The single headstone stood on a small rise, the luminous white marble glowing like a beacon in the gathering darkness. A thick gray mist rose up from the ground to meet the lowering clouds, but he needed no light to find his way to the grave site, or to read in the inscription on the stone.

Isabella Marie Swan

1865 - 1940

Beloved Wife

Gone From This Earth

Yet She Abides Forever

In My Heart

Bella. They had shared more than fifty years together. Had there been fifty more, a hundred more, it would not have been enough. She had filled the emptiness in his life, brightened the darkness that dwelled in the abyss of his accursed soul.

He groaned softly, experiencing the pain of her death anew.

"Why, Bella?"

The question torn from the depths of his heart, echoed in the stillness.

_Why, why, why..._

He cursed himself for letting her go, and yet, loving her as he did, he'd had no other choice.

"Bella, beloved, come back to me."

The pain of their separation pierced him anew, as sharp as it had been the night she died in his arms.
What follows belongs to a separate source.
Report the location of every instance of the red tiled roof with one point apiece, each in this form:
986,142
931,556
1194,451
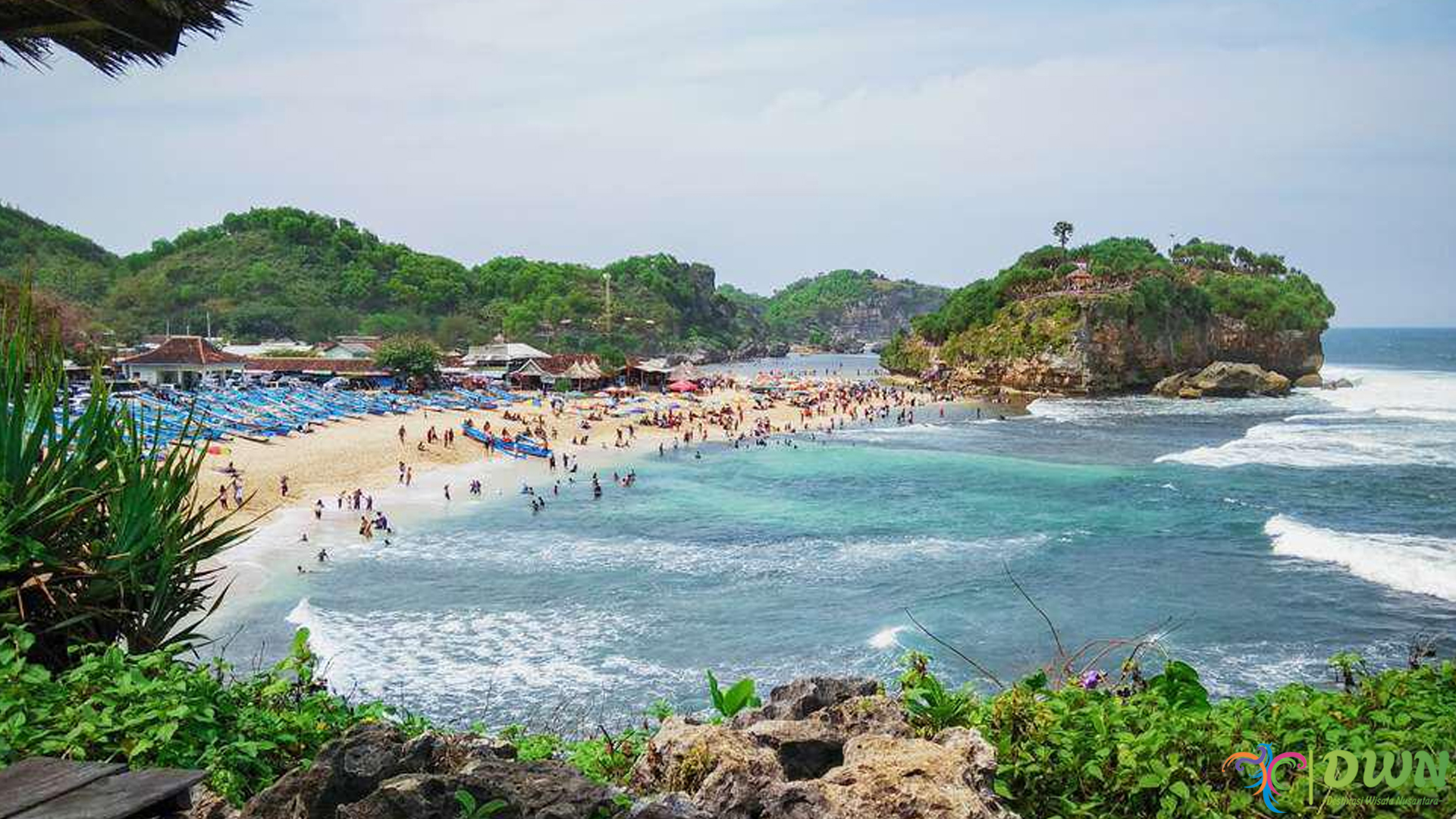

His hand caressed the cold marble headstone, then came to rest on the earth that covered her remains. But the woman he had loved more than his own life was gone. Her soul, her essence, had departed the earth, bound for that heaven that was forever denied him.

Bella.

The other half of his heart.

His solace in a dark and lonely world.

_Bella, Bella, why did you leave me? Was my existence so repugnant you could not share it?_

He groaned, deep in his soul, knowing he was being unfair. From the beginning, she had accepted him for what he was. Loved him with every fiber of her being, with every beat of her heart. Whatever anguish he was suffering now was not because of Bella's decision, but because of who, and what he was.

Pressing his cheek to the damp grass, he closed his eyes, remembering how it all began...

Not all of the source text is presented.